Question

How does mobile browsers deal with cookies?

I'm optimizing a customer's network site to work on mobile devices, and they would like to avoid getting prompted for logins every time they visit the site on their mobile devices (smartphones, tablets, ipads etc). So I was just wondering if SharePoint cookies are supported on mobile browsers and how to manage them properly.

I haven't succeeded in finding anything related to this on Google nor Bing.

Was it helpful?

Solution

The unfortunate answer is "it depends on the browser and the settings":

  • Safari on iOS
    By default Safari rejects all cookies, regardless. The user can change this in the settings from "Never accept cookies" to "From visited" or "Always". Updating iOS reset this setting back to "Never".
  • Opera Mobile
    By default cookies are accepted, but can be turned off.
  • Opera Mini
    Cookies are stored on the Opera servers and submitted to sites for you. Can be cleared by the client.
  • IE on Windows Mobile 6.5
    Cookies are accepted by default.

In general, if the user's enabled cookies, and you're issuing them from the same server as the site (unlike for example the ones from stackauth.com that power SE sites), you should be ok - but if you're setting a large number of cookies, or storing more than a token in them, you should be careful - the Specification notes:

Practical user agent implementations have limits on the number and size of cookies that they can store. General-use user agents SHOULD provide each of the following minimum capabilities:

  • At least 4096 bytes per cookie (as measured by the sum of the length of the cookie's name, value, and attributes).
  • At least 50 cookies per domain.
  • At least 3000 cookies total.

    Servers SHOULD use as few and as small cookies as possible to avoid reaching these implementation limits and to minimize network bandwidth due to the Cookie header being included in every request.

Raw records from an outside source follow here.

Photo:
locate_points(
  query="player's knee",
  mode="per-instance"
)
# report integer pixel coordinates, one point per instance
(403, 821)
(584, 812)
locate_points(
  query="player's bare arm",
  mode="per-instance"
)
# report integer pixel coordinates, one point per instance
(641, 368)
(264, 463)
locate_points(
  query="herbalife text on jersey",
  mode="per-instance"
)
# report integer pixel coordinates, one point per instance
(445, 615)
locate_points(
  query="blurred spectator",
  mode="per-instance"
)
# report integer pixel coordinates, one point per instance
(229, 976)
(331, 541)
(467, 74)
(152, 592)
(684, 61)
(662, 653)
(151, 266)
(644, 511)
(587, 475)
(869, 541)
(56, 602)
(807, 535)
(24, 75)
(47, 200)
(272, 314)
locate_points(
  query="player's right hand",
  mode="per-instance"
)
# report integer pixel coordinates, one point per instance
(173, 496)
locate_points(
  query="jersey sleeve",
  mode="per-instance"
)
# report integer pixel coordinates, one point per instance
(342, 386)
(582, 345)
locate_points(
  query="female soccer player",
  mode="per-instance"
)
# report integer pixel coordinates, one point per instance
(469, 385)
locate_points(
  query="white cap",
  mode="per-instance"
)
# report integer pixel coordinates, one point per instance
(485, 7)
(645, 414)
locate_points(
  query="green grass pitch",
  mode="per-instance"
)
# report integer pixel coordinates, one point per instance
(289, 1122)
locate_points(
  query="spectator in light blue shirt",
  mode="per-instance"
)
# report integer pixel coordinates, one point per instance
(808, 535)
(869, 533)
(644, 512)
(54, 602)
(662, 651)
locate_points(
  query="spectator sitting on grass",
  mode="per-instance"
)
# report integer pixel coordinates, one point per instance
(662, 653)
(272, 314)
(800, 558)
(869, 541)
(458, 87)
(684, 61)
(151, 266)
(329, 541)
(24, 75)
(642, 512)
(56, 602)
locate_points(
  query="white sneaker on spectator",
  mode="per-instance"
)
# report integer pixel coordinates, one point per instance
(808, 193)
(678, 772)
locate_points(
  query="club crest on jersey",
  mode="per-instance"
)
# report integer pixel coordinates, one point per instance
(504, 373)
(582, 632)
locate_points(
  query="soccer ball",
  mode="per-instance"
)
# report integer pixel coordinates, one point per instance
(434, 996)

Note that these are for "General-Use" browsers - so Mobile browsers could well implement lower specifications, and pay attention to the server note in there.

Looking at a fairly minimal default install, I'm only seeing a couple of cookies from an Intranet style site. If you're using Forms Authentication then you'll be setting at least one more cookie for authentication and possible a session cookie as well.